Question

Two 30 m long bilge keels of mass 40 tonnes each, are fitted at the turn of the bilge on port and starboard sides of a ship. The cross section of the bilge keel is shown in the following figure. Assume density of water = 1000 kg/m\(^3\). If the TPC (tonnes per centimeter) immersion of the ship is 50, then the change in the mean draft is .................... cm 

 

• A. 1
• B. 0.8
• C. 0.6
• D. 1.6

Hint:

When adding or removing items that are fully or partially submerged, always remember to work with the *net* change in weight. The net change is the weight of the object minus the buoyant force it generates. This is a common trick in naval architecture problems.

Answer 1

The Correct Option is A

Step 1: Understanding the Concept:
This problem deals with the effect of adding a weight to a ship on its mean draft.
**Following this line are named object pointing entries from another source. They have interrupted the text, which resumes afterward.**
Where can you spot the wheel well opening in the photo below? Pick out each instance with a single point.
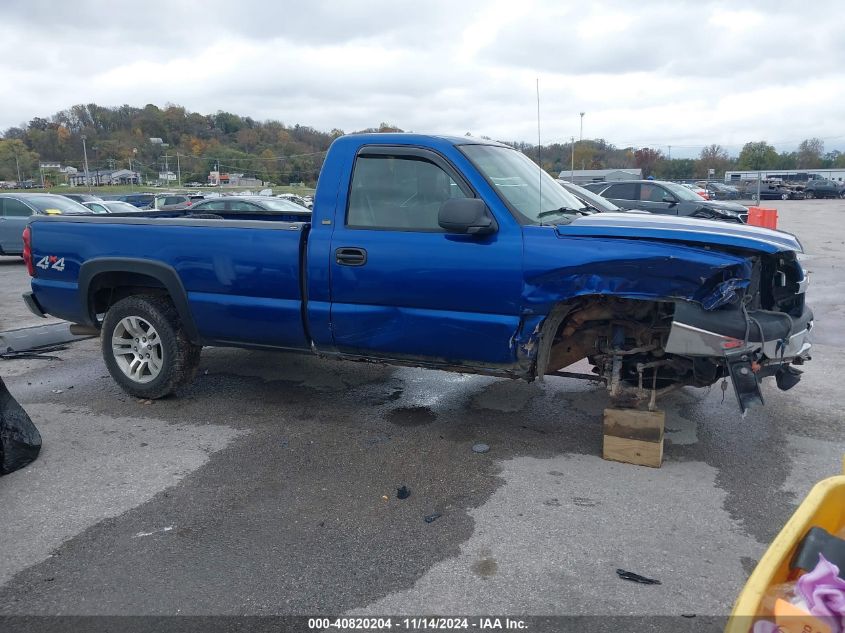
(106, 289)
(593, 325)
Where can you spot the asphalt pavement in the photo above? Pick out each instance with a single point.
(270, 485)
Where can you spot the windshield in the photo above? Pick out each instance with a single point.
(681, 192)
(280, 204)
(121, 207)
(51, 204)
(589, 197)
(530, 192)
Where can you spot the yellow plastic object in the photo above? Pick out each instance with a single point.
(823, 507)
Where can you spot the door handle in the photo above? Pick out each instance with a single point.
(350, 256)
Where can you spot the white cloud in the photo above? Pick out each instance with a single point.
(679, 73)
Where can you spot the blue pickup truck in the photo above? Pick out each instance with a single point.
(449, 253)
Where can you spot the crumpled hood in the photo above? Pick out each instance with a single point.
(677, 229)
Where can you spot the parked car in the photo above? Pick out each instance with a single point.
(80, 197)
(777, 192)
(667, 198)
(720, 191)
(822, 189)
(17, 209)
(111, 206)
(176, 201)
(140, 200)
(701, 191)
(300, 200)
(593, 200)
(246, 204)
(437, 252)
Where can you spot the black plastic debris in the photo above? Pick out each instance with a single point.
(20, 441)
(819, 541)
(629, 575)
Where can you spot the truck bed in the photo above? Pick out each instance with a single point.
(240, 277)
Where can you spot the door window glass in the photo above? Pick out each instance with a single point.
(652, 193)
(399, 192)
(622, 191)
(15, 209)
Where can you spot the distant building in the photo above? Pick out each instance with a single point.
(100, 177)
(216, 178)
(786, 175)
(583, 176)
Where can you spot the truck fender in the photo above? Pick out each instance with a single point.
(164, 274)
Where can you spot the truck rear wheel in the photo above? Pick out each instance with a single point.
(145, 347)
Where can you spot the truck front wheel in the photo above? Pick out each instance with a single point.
(145, 347)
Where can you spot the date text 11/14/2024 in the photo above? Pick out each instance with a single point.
(418, 623)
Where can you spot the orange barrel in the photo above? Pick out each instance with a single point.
(755, 216)
(767, 218)
(770, 218)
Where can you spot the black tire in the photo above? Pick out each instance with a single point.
(178, 358)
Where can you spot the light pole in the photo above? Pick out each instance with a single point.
(85, 155)
(581, 136)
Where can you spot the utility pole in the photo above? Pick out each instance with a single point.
(85, 155)
(581, 137)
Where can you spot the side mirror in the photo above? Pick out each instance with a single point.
(466, 216)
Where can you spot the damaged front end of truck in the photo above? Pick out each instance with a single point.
(655, 309)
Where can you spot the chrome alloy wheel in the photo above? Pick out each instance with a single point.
(137, 349)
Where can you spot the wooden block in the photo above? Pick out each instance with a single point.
(634, 436)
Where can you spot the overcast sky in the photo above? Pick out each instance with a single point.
(646, 73)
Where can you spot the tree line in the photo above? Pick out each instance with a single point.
(116, 137)
(755, 155)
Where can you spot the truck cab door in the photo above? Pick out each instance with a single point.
(404, 288)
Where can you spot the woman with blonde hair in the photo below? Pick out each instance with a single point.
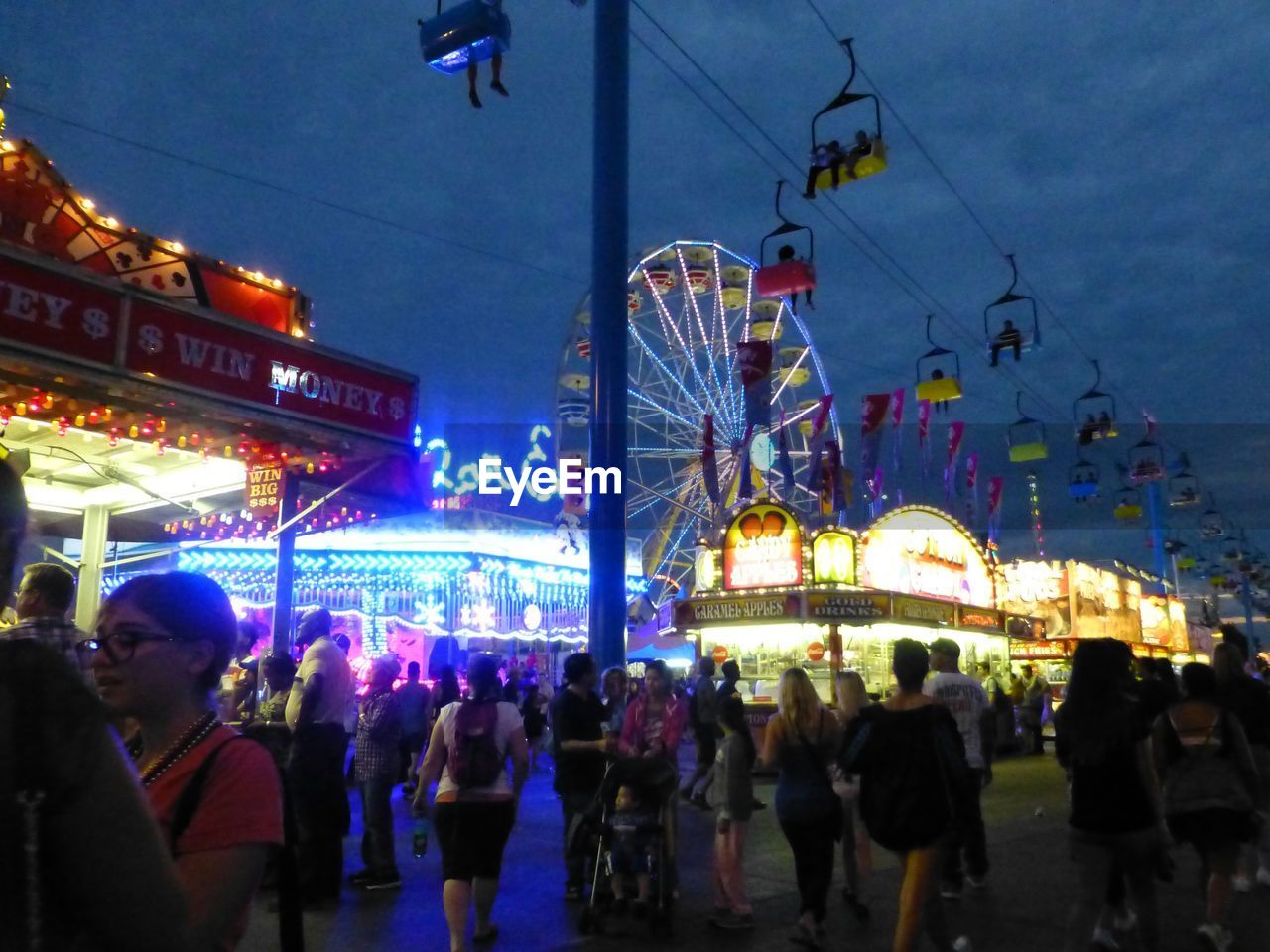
(802, 740)
(852, 697)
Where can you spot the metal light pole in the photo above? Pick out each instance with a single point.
(608, 238)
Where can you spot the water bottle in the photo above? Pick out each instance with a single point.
(421, 835)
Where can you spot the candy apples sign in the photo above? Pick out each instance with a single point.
(762, 548)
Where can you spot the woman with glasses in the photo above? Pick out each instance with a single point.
(81, 865)
(162, 645)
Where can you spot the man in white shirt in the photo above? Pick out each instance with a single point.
(316, 770)
(966, 701)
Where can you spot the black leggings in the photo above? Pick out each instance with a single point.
(813, 861)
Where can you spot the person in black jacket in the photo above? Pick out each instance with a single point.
(915, 783)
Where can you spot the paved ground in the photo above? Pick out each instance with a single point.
(1023, 909)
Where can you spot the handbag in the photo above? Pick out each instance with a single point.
(824, 774)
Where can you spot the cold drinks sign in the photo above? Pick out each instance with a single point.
(762, 548)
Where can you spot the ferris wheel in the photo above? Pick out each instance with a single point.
(689, 306)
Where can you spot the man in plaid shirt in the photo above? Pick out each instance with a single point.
(375, 769)
(45, 598)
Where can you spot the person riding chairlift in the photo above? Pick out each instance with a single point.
(1088, 429)
(786, 254)
(832, 157)
(939, 405)
(1007, 338)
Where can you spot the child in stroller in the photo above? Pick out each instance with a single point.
(630, 849)
(633, 839)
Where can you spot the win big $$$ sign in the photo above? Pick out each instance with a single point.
(264, 490)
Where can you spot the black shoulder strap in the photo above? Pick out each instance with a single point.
(191, 794)
(290, 915)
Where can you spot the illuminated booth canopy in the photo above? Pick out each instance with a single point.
(772, 597)
(150, 394)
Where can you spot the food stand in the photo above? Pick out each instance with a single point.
(771, 597)
(1078, 601)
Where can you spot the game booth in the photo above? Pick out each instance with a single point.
(155, 400)
(774, 595)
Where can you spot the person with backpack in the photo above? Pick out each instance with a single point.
(703, 720)
(733, 798)
(1210, 789)
(1248, 699)
(1116, 837)
(966, 701)
(160, 648)
(579, 748)
(801, 740)
(375, 771)
(913, 785)
(476, 801)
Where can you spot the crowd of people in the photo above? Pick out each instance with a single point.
(164, 839)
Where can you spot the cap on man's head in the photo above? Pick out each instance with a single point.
(313, 625)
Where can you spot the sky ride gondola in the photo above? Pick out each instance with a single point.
(1128, 506)
(832, 164)
(939, 371)
(465, 35)
(1211, 524)
(1001, 318)
(1093, 413)
(1146, 462)
(788, 275)
(1183, 488)
(1026, 436)
(1082, 481)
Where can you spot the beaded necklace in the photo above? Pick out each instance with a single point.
(193, 735)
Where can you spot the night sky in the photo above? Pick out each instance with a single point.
(1118, 149)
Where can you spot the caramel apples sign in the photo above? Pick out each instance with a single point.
(762, 548)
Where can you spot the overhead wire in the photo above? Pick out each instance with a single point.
(1029, 282)
(298, 194)
(1023, 384)
(970, 212)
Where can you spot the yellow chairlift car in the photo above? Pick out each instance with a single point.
(834, 166)
(939, 371)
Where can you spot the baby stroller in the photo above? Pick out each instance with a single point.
(656, 782)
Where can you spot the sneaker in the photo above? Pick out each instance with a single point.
(385, 881)
(1125, 920)
(1105, 941)
(951, 890)
(1218, 939)
(730, 921)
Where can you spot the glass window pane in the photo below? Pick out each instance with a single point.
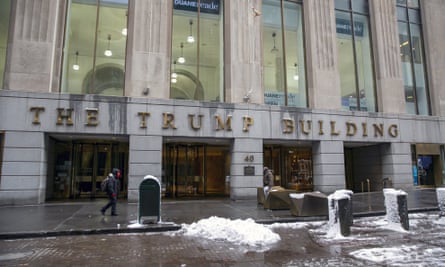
(401, 2)
(360, 6)
(273, 54)
(87, 69)
(419, 71)
(414, 16)
(211, 70)
(346, 61)
(295, 65)
(110, 51)
(363, 53)
(343, 4)
(413, 3)
(401, 14)
(197, 64)
(405, 55)
(5, 7)
(79, 39)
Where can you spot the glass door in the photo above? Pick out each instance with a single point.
(196, 170)
(91, 164)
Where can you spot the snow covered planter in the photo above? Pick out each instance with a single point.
(396, 207)
(340, 214)
(440, 192)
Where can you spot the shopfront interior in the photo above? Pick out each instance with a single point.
(196, 170)
(292, 166)
(77, 166)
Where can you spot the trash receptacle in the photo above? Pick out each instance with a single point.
(149, 200)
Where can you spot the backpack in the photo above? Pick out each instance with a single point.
(104, 184)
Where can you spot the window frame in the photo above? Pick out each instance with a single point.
(352, 13)
(284, 66)
(408, 22)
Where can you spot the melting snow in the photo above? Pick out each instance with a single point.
(244, 232)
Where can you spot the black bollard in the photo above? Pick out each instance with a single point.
(344, 216)
(440, 192)
(402, 205)
(396, 207)
(349, 215)
(339, 214)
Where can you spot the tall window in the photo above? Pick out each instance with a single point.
(2, 138)
(355, 55)
(411, 55)
(95, 43)
(5, 7)
(197, 50)
(283, 53)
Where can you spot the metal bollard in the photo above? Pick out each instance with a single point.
(440, 192)
(396, 207)
(339, 214)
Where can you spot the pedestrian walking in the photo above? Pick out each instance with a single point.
(267, 180)
(112, 189)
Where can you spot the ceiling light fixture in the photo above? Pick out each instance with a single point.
(181, 59)
(76, 65)
(190, 38)
(296, 77)
(274, 49)
(124, 29)
(174, 75)
(108, 52)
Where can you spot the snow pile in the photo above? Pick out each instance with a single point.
(244, 232)
(334, 228)
(440, 192)
(393, 212)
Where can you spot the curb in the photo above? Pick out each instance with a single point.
(147, 229)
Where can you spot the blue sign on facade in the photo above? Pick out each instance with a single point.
(205, 6)
(344, 26)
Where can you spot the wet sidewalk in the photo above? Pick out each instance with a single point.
(71, 218)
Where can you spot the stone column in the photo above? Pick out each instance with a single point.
(149, 48)
(34, 51)
(396, 165)
(386, 50)
(244, 185)
(243, 52)
(434, 38)
(396, 205)
(145, 159)
(329, 166)
(23, 179)
(323, 80)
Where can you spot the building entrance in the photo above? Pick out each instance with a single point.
(291, 166)
(196, 170)
(80, 166)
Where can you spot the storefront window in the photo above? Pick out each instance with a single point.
(355, 55)
(283, 53)
(2, 137)
(95, 44)
(197, 50)
(5, 7)
(291, 166)
(411, 55)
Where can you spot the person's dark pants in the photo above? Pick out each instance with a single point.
(111, 203)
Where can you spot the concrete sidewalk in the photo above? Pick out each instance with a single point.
(71, 218)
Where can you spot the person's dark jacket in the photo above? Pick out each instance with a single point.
(113, 186)
(268, 178)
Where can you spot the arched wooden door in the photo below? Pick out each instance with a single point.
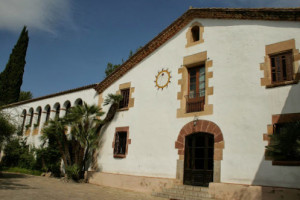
(199, 159)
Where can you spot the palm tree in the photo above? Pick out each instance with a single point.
(55, 130)
(84, 121)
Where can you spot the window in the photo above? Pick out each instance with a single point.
(281, 67)
(120, 144)
(68, 107)
(195, 99)
(280, 64)
(31, 117)
(124, 102)
(57, 111)
(39, 116)
(195, 33)
(24, 120)
(47, 114)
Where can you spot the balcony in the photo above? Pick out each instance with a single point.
(194, 102)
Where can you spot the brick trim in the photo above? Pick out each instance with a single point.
(201, 126)
(191, 61)
(288, 45)
(189, 35)
(279, 118)
(128, 141)
(131, 91)
(274, 14)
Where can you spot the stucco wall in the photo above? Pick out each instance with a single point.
(242, 108)
(88, 95)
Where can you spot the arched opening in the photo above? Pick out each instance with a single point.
(24, 120)
(195, 33)
(199, 159)
(48, 110)
(57, 110)
(199, 141)
(67, 106)
(78, 102)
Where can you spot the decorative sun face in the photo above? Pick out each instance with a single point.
(162, 79)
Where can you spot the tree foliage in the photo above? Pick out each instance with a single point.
(25, 95)
(18, 154)
(110, 68)
(84, 121)
(7, 128)
(286, 144)
(12, 77)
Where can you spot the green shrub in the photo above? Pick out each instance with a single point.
(73, 172)
(17, 154)
(285, 143)
(23, 171)
(48, 160)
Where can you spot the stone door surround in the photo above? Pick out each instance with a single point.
(195, 127)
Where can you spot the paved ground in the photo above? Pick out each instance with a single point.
(21, 187)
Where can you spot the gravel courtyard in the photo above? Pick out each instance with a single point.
(20, 186)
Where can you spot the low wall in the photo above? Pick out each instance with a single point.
(130, 182)
(227, 191)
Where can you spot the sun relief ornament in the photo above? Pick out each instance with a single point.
(162, 79)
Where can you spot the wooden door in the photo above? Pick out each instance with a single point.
(199, 159)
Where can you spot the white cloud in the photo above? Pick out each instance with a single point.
(42, 15)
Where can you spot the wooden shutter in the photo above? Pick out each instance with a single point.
(289, 66)
(124, 102)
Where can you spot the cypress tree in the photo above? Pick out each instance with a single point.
(12, 76)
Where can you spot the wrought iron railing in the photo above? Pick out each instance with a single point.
(195, 102)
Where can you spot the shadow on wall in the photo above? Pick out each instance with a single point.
(274, 175)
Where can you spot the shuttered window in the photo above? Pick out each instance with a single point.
(120, 144)
(124, 102)
(282, 67)
(196, 97)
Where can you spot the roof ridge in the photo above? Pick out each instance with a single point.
(274, 14)
(50, 95)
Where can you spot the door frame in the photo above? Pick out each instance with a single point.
(200, 126)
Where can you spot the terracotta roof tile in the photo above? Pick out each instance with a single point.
(274, 14)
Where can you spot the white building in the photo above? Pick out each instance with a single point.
(200, 101)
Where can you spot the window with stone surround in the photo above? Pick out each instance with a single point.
(121, 142)
(281, 65)
(195, 86)
(195, 99)
(126, 91)
(125, 100)
(194, 34)
(281, 136)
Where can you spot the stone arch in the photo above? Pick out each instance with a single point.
(195, 127)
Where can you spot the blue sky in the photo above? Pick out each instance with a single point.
(71, 41)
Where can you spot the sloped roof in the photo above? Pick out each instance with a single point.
(272, 14)
(50, 95)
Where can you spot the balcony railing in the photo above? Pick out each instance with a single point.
(194, 102)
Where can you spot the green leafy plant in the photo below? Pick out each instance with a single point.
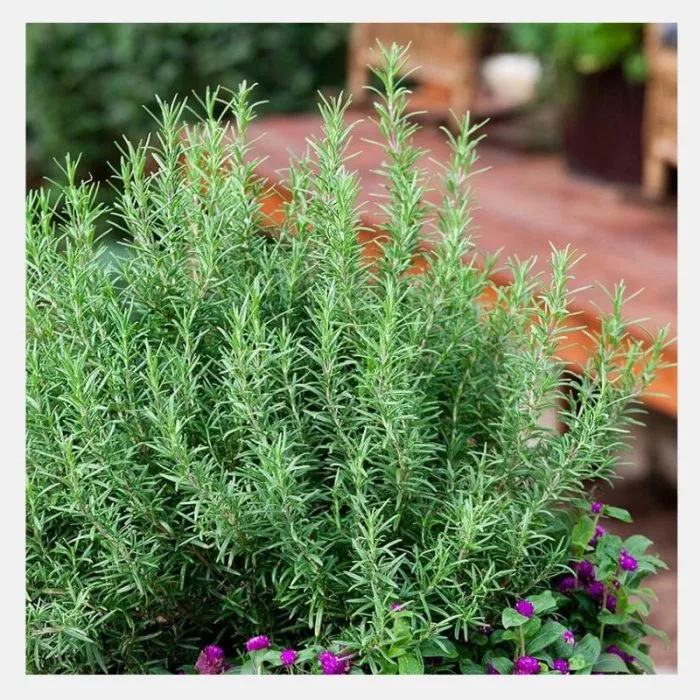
(592, 621)
(88, 82)
(242, 426)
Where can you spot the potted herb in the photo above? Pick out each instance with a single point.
(242, 431)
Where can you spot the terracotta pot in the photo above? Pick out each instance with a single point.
(602, 127)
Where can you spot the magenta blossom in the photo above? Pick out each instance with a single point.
(561, 665)
(525, 608)
(210, 661)
(288, 657)
(333, 665)
(526, 666)
(627, 561)
(596, 589)
(258, 643)
(585, 571)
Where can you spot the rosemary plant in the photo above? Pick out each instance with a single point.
(243, 426)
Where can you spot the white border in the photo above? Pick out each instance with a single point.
(12, 190)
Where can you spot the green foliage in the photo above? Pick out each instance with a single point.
(87, 82)
(243, 429)
(572, 49)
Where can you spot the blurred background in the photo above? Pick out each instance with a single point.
(581, 137)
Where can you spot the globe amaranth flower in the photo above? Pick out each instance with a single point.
(333, 665)
(526, 666)
(596, 589)
(525, 608)
(210, 660)
(613, 649)
(566, 584)
(627, 561)
(258, 643)
(599, 532)
(561, 665)
(585, 571)
(288, 657)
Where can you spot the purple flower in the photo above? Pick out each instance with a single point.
(333, 665)
(561, 665)
(566, 584)
(585, 571)
(258, 643)
(627, 562)
(612, 649)
(525, 608)
(210, 660)
(288, 657)
(596, 590)
(599, 532)
(526, 666)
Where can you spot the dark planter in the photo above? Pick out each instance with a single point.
(602, 127)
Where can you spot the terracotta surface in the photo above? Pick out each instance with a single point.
(524, 202)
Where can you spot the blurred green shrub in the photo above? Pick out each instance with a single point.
(573, 49)
(86, 83)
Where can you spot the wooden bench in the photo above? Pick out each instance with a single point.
(522, 203)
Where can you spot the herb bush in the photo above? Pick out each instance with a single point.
(87, 82)
(247, 427)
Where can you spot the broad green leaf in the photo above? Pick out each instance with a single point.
(548, 634)
(438, 647)
(512, 618)
(582, 533)
(502, 664)
(636, 545)
(543, 602)
(648, 629)
(532, 626)
(640, 658)
(411, 665)
(614, 619)
(469, 668)
(610, 663)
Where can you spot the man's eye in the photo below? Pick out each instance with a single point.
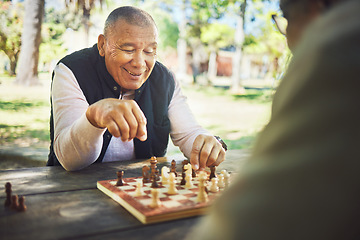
(150, 52)
(128, 51)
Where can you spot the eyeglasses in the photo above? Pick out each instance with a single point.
(281, 23)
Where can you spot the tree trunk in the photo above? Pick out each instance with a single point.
(237, 87)
(181, 44)
(27, 72)
(212, 71)
(86, 23)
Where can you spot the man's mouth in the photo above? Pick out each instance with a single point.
(133, 74)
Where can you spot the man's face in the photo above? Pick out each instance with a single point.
(130, 53)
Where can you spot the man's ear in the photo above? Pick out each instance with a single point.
(101, 45)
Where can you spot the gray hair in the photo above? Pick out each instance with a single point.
(132, 15)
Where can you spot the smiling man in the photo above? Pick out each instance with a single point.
(114, 101)
(302, 180)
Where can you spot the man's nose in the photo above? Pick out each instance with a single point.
(138, 59)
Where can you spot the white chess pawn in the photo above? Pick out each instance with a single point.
(202, 195)
(226, 177)
(214, 185)
(221, 183)
(189, 183)
(172, 182)
(188, 169)
(139, 190)
(155, 198)
(165, 175)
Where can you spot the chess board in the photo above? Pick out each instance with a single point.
(181, 205)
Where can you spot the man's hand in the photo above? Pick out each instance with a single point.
(123, 118)
(206, 151)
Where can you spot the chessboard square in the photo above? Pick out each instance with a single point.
(145, 201)
(127, 187)
(178, 197)
(190, 195)
(187, 202)
(171, 204)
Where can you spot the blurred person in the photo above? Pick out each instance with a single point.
(302, 180)
(114, 101)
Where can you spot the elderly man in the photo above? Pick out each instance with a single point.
(303, 181)
(114, 101)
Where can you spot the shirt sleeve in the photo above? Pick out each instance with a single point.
(77, 143)
(184, 127)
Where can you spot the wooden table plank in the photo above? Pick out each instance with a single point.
(171, 230)
(56, 179)
(65, 214)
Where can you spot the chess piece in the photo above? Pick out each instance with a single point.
(154, 182)
(172, 182)
(139, 190)
(157, 175)
(153, 162)
(188, 178)
(226, 177)
(202, 195)
(188, 169)
(8, 194)
(184, 164)
(183, 180)
(213, 186)
(22, 207)
(155, 198)
(212, 173)
(165, 175)
(193, 173)
(145, 173)
(120, 175)
(221, 183)
(173, 167)
(14, 202)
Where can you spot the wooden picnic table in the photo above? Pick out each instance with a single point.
(67, 205)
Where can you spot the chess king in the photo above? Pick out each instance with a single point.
(115, 101)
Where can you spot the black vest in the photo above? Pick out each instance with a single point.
(153, 97)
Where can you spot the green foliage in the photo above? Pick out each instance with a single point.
(54, 26)
(205, 10)
(217, 35)
(11, 23)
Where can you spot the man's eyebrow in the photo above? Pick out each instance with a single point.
(154, 44)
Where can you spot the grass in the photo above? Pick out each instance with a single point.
(25, 111)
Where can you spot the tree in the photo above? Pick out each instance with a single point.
(10, 32)
(27, 72)
(85, 6)
(236, 85)
(216, 36)
(202, 14)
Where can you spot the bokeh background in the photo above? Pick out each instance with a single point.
(228, 56)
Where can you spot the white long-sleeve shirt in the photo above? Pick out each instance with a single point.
(77, 143)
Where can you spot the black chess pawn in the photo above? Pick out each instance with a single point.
(173, 167)
(120, 175)
(145, 173)
(212, 173)
(8, 194)
(183, 180)
(22, 207)
(14, 202)
(154, 182)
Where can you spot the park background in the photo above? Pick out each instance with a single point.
(227, 55)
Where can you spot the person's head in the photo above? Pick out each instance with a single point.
(300, 13)
(129, 46)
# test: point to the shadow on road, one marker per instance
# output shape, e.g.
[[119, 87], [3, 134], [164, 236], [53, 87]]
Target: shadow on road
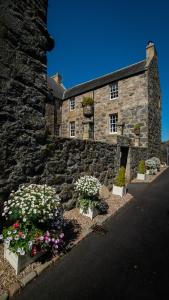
[[129, 262]]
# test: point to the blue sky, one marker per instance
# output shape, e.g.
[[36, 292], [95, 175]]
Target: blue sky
[[93, 38]]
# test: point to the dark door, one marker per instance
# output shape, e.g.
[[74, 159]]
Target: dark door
[[124, 156]]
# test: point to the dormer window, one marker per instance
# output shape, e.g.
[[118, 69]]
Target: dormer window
[[72, 104], [114, 90]]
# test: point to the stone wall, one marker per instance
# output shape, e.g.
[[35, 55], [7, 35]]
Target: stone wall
[[131, 106], [68, 159], [154, 109], [24, 40]]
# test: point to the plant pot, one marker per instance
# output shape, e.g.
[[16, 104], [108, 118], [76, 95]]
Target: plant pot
[[119, 190], [88, 111], [141, 176], [19, 262], [151, 171], [91, 212]]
The change in draft is related to the added weight and the ship's TPC (Tonnes Per Centimetre immersion). However, when the added item is submerged, its own buoyancy must be accounted for. The net weight added to the ship is the weight of the item in air minus the weight of the water it displaces (its buoyancy).
Step 2: Key Formula or Approach:
1. Calculate the total mass added: Two bilge keels, each 40 tonnes.
2. Calculate the volume of the bilge keels: The cross-section is a triangle. Volume = (Cross-sectional Area) \(\times\) Length.
3. Calculate the buoyant force of the bilge keels: Buoyancy = (Volume of bilge keels) \(\times\) (density of water).
4. Calculate the net weight added: Net Weight = Total Mass - Buoyancy.
5. Calculate the change in draft: Change in draft (\(\delta T\)) in cm = Net Weight Added (in tonnes) / TPC.
Step 3: Detailed Calculation:
1. Total mass added: \[ \text{Mass}_{added} = 2 \times 40 \text{ tonnes} = 80 \text{ tonnes} \] 2. Volume of one bilge keel:
The cross-section is a triangle with base = 0.5 m and height = 2.0 m.
\[ \text{Area}_{cs} = \frac{1}{2} \times \text{base} \times \text{height} = \frac{1}{2} \times 0.5 \text{ m} \times 2.0 \text{ m} = 0.5 \text{ m}^2 \] The length of each keel is \( L = 30 \) m. \[ \text{Volume}_{onekeel} = \text{Area}_{cs} \times L = 0.5 \text{ m}^2 \times 30 \text{ m} = 15 \text{ m}^3 \] Total volume of two keels: \[ \text{Volume}_{total} = 2 \times 15 \text{ m}^3 = 30 \text{ m}^3 \] 3. Buoyancy of the bilge keels: Density of water \(\rho_w = 1000\) kg/m\(^3\) = 1 tonne/m\(^3\). \[ \text{Buoyancy} = \text{Volume}_{total} \times \rho_w = 30 \text{ m}^3 \times 1 \text{ tonne/m}^3 = 30 \text{ tonnes} \] 4. Net weight added: \[ \text{Net Weight} = \text{Mass}_{added} - \text{Buoyancy} = 80 \text{ tonnes} - 30 \text{ tonnes} = 50 \text{ tonnes} \] 5. Change in draft: Given TPC = 50 tonnes/cm. \[ \delta T \text{ (cm)} = \frac{\text{Net Weight}}{\text{TPC}} = \frac{50 \text{ tonnes}}{50 \text{ tonnes/cm}} = 1 \text{ cm} \] Step 4: Final Answer:
The change in the mean draft is 1 cm.